1. Explain the term Project Context (10)? List and describe (L&D) 4 factors that can affect a project’s context (40).
Project context is the setting in which a project occurs, which a project manager should be keenly aware of as it can influence a wide range of factors that may affect the project – especially risks and opportunities – that the project manager should manage throughout the project lifecycle to ensure the successful delivery of the project. Project contexts vary from project to project and so it is especially important to consider each project in turn – lessons can be learned from similar projects, however a unique assessment is important.
1. Political – the political context in which a project is undertaken is important – this relates to both internal and external politics. Internally, the political dynamic between the project team and the organisation undertaking the project is important to ensure that the correct support is given to a project and its team. Externally, political factors can affect the project success as political will may provide either a risk or an opportunity to progress the project. For example, if building a new shopping complex in a town, the support of a local politician may affect the likelihood of carrying out the project or provide opportunities to improve the project.
2. Environmental – environmental factors will also affect a project.
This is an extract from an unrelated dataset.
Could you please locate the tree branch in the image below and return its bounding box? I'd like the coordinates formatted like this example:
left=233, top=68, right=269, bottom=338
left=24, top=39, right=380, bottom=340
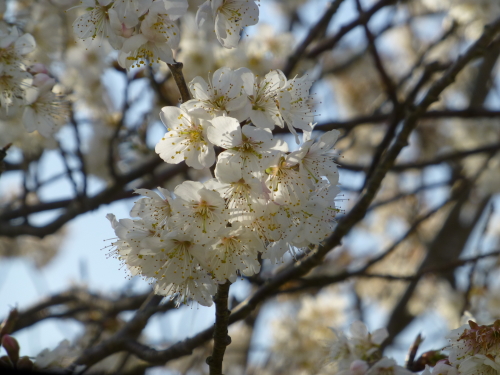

This may be from a regulation standpoint (touched on below) but also a case of geographic and situational context. For example, if you were building an onshore wind farm, it would be important to understand a number of environmental factors, from whether the project is located in hilly terrain with difficult access to the site, to whether there is a significant amount of wildlife in the area that might be affected by the project and needs to be managed.
3. Legal – legal factors are often more black and white than other elements of project context. Driven by the laws and regulation in the country of the project, legal factors often require strict compliance otherwise the project could suffer significantly. The legal context of a project often contributes more risks than opportunities. For example, when building a house it is important to have the correct planning permission in place and comply with this, otherwise a local planning authority may be able to suspend works on the project (causing significant delay to the schedule), require corrective action (impacting project budget) or even stopping the project completely (leading to the eventual termination of a project).
4. Technological – technological factors of project context are vital and can often provide significant opportunities for project managers to improve their projects. Technological risks also exist and should be managed, as it is important to fully understand any new technology in a project and ensure that the project manager is aware of all possible implications and risks, including health and safety. For example, when building a wind farm it would be important to consider the model of turbine you would use as this could provide opportunities to improve the amount of energy generated by the wind farm, thus affecting the business case; however if you are not familiar with a new turbine model it could cause issues during operation if technicians are not familiar with the equipment.